Electronic Arts is one of the biggest names in video games in the world, and the second-largest video games company in North America. Most notably EA is the publisher connected to National professional and collegiate sports (NFL, NCAA, NBA, etc), but its most recent release of Apex Legends has been a resounding success.
But even as a big and successful as they are, the game company has announced the decision to lay off about 350 people across several departments. This is just the latest move in what has been quite a brutal year for the whole of the gaming industry. Actually, Activision-Blizzard (the largest video game company in North America), laid off 800 employees in February.

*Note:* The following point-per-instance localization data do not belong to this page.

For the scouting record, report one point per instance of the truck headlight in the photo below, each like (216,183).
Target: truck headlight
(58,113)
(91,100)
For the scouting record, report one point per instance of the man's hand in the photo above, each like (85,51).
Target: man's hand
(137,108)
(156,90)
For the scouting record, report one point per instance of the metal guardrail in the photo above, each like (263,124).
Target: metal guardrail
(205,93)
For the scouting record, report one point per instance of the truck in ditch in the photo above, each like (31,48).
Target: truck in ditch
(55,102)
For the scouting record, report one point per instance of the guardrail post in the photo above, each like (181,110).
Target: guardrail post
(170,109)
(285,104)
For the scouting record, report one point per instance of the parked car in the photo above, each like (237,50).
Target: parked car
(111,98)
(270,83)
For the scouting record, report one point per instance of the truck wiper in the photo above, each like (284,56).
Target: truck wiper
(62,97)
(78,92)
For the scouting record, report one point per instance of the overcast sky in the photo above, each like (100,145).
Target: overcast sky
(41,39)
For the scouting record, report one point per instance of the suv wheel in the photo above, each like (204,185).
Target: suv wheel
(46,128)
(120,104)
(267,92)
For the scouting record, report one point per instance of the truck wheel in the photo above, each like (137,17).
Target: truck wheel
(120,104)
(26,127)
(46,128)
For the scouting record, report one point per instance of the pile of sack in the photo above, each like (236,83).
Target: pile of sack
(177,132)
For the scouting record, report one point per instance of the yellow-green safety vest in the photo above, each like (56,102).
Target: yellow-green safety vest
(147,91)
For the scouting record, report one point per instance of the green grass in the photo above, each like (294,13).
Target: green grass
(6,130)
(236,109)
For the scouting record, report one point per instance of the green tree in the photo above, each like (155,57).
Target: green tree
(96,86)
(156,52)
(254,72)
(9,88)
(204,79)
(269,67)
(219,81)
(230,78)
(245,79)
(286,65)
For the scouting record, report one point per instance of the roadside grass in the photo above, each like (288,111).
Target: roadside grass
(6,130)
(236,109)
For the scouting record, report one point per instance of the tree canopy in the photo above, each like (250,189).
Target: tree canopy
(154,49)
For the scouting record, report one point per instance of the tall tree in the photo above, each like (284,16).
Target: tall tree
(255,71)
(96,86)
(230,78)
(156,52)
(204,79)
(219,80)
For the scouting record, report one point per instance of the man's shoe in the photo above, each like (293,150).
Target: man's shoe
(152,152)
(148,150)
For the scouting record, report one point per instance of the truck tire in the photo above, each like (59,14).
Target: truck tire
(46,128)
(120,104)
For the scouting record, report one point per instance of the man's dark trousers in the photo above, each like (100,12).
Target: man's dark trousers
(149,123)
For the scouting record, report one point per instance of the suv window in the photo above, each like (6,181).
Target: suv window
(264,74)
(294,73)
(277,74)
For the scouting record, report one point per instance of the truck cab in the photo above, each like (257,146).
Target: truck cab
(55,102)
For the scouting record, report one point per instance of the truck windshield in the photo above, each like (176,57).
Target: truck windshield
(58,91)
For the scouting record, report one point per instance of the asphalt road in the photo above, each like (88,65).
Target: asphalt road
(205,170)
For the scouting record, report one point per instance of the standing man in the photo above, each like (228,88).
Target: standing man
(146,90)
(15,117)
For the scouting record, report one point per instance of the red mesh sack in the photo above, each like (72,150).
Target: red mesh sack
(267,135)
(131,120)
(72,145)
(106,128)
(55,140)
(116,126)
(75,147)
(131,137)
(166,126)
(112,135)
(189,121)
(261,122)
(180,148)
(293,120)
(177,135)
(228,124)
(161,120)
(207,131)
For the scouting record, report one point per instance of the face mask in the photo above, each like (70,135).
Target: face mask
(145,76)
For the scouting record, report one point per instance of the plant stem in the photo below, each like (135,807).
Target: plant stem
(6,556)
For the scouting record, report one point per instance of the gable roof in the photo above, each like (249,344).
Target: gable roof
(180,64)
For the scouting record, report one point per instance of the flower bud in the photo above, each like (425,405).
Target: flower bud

Both EA and Activision-Blizzard posted less-than-stellar earnings for the 2018 holiday season, which is an important time of the year for all retailers, but a peak season for video game companies. Sure, EA may have reported an overall 10 percent increase year over year in net revenue, last quarter, but the company still lowered its annual revenue expectatiosn from $5.15 billion to $4.875.
In a statement about the decision, EA boss Andrew Wilson comments, “We have a vision to be the World’s Greatest Game Company. If we’re honest with ourselves, we’re not there right now. We have work to do with our games, our player relationships, and our business.”
Wilson notes that the California-based company’s goal right now is to streamline its decision-making process in the marketing and publishing departments, after some consolidation steps they took last year. This will help improve customer support and also change some of the company’s international strategies (which includes closing its Japan and Russia offices).
He also goes on to say, “Across the company, teams are already taking action to ensure we are creating higher quality games and live services, reaching more platforms with our content and subscriptions, improving our Frostbite tools, focusing our network and cloud gaming priorities, and closing the gap between us and our player communities.”
Wilson puts some of the blame for the disappointing numbers on the release delay of the highly-anticipated “Battlefield V.” And even though the widespread success of the free-to-play “Apex Legends” has already gathered 50 million players, the problematic launch of another highly-anticipated title, “Anthem,” demonstrates the company’s continued struggle with full-price, heavy-hitting releases.